BTW, I was mistyped as an ISFP at first, and I thought it was sooooo cool! I got to wear the "they have an infectious charm" label for a good two days! Until my sister told me to take it again because it didn't sound like me at all! How dare she question my charm? 

Then I got INFP, also known as the tortured soul, and she was like, "that's you!" My deepest recesses were written in plain view all over the internet :sad:

So yeah, mistyping can happen. (I took the 3 diff tests trying to replicate the ISFP to no avail.)


----------



## Val37

Sabrah said:


> INFP sister who does not knows little about MBTI: "I do not want to take that math class. That professor is a Muslim."
> Me: "He is from India. It is possible that he is Muslim, but it is more likely that he is a Hindu. Anyway, it should not matter. He is teaching math, not his religion. I do not know why you are so bigoted."
> INFP: "No. You just don't get it because you are a sensor."
> Me: ......
> INFPs: "Sensors just do not realize anything."
> 
> An actual conversation I've had.


Wow, I'm speechless, yet chuckling. I'm with nix1, that's just rude...and baffling.


----------



## General Lee Awesome

i wonder how weird the bias is =o


----------



## OutOfThisWorld

Probably because Sensors have a tendency to hide their depth quite well or is unwilling/hesitant to disclose their inner world, especially the Si-dom users. What people are left with is the shallow, outer masks used to protect the squishy inner workings of a Sensor.


----------



## Zamyatin

Partly because the terms intuition and sensing are stupid, a relic of Jung that should have been decommissioned a long time ago. Being relatively undefined terms, they force anybody who is getting into typology to look to others in the community to define those terms, and that's why the whole conservative Si/irresponsible Se thing survives.

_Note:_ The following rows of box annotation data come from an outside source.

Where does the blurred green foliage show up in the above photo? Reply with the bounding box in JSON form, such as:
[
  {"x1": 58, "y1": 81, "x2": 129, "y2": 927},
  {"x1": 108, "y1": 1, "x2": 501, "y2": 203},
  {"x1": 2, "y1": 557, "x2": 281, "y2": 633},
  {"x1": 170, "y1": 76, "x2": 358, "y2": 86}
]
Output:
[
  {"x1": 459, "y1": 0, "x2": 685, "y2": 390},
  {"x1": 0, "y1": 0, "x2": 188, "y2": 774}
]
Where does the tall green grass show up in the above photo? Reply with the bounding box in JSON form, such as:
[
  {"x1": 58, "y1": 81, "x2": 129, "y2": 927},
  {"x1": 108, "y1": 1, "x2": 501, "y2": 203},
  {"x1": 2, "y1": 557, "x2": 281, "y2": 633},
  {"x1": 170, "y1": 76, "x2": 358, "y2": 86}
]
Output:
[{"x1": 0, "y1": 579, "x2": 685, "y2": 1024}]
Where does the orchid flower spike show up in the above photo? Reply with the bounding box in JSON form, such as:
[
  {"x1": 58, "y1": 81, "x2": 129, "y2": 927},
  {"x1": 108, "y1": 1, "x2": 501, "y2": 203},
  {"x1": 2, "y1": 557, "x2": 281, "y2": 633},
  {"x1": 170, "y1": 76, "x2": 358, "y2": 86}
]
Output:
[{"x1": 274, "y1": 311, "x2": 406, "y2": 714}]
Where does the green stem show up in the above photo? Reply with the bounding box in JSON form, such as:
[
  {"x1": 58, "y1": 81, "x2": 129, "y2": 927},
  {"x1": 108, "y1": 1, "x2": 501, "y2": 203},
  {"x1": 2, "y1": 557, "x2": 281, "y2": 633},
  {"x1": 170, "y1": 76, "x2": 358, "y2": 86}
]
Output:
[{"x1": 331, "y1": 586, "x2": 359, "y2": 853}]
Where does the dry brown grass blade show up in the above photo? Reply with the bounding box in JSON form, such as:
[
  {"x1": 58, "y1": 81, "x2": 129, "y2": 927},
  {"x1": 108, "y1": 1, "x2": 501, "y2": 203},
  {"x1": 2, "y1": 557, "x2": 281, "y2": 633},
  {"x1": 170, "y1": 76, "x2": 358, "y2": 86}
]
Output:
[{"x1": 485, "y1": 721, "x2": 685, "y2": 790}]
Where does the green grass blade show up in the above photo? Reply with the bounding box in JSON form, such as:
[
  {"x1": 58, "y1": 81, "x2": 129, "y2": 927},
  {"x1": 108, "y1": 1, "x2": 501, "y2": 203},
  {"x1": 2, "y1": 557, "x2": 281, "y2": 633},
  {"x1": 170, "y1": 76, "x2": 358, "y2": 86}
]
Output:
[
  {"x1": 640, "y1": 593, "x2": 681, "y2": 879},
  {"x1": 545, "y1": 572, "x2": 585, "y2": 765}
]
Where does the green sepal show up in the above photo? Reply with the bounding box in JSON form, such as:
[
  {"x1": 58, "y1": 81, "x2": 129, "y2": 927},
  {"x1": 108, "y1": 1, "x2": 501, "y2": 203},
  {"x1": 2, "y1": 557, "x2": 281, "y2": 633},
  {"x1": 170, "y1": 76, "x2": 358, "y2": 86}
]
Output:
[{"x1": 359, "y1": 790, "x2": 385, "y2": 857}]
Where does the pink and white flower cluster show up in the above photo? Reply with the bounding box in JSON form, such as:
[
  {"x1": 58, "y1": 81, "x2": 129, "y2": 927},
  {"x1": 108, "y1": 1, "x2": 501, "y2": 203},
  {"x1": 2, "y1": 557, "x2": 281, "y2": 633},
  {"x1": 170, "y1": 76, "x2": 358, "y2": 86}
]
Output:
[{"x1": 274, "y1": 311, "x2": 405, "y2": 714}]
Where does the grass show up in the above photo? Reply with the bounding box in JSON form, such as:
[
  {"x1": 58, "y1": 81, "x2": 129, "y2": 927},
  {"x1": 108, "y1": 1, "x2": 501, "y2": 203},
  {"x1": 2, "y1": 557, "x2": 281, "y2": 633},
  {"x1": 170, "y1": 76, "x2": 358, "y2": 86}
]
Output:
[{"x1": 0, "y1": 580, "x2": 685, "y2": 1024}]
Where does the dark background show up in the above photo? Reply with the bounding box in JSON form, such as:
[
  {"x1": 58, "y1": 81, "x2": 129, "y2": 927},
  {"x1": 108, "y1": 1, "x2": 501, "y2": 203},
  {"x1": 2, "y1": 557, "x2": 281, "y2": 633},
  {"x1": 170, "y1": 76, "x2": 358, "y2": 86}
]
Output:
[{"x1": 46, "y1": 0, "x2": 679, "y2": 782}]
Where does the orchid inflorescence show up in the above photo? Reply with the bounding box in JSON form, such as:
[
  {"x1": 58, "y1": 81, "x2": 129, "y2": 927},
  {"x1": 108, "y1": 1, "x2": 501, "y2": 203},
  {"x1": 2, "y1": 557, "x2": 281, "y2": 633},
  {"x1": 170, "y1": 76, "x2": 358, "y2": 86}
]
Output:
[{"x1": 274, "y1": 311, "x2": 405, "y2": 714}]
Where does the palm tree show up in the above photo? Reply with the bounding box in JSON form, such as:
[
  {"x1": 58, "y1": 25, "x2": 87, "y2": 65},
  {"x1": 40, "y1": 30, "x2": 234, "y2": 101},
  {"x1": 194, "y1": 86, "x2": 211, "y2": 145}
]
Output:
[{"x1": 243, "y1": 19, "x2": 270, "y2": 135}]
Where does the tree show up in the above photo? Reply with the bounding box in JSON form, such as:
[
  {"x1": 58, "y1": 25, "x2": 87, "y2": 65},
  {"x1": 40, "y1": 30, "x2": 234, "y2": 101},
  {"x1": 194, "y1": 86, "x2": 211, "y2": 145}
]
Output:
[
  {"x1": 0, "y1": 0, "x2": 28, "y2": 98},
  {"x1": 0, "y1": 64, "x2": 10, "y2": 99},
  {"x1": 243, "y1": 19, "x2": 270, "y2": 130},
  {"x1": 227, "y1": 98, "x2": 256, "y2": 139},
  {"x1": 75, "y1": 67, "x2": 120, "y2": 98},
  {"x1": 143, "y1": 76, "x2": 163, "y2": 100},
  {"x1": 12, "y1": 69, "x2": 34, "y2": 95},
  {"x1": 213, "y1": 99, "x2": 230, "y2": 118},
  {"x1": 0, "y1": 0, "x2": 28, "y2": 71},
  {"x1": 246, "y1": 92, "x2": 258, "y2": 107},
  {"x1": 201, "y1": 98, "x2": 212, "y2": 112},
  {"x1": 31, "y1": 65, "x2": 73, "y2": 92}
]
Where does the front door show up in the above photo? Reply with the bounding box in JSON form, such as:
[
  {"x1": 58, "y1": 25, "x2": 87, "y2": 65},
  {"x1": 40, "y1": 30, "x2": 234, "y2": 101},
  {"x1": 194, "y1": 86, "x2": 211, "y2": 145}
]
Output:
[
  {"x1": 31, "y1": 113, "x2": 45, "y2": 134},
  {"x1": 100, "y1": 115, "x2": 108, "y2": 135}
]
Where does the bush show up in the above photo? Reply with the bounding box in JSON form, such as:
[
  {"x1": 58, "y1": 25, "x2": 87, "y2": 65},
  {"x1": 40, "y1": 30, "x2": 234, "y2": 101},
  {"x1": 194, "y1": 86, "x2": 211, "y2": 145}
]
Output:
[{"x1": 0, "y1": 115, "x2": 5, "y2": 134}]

Replace them with "concrete" and "abstract", and introduce them to a new crowd, and you'd see the bias die down pretty quickly, as the existing biases would die with this typology community, and the new terms would need minimal definition preventing new biases from arising.


----------



## Dastan

The word sensor is taken too literally. Especially when talking about functions, not only preferences, some people tend to think that types really lack their lower functions and only consist of their first two functions and nothing else.

The way people describe and understand a sensor is often unrealistic and exaggerated. The definition that a sensor is focused primarily on sense perception might only be true in this special sense: focused primarily on sense perception in relation to the other kind of perception (intuition), in relation to other people.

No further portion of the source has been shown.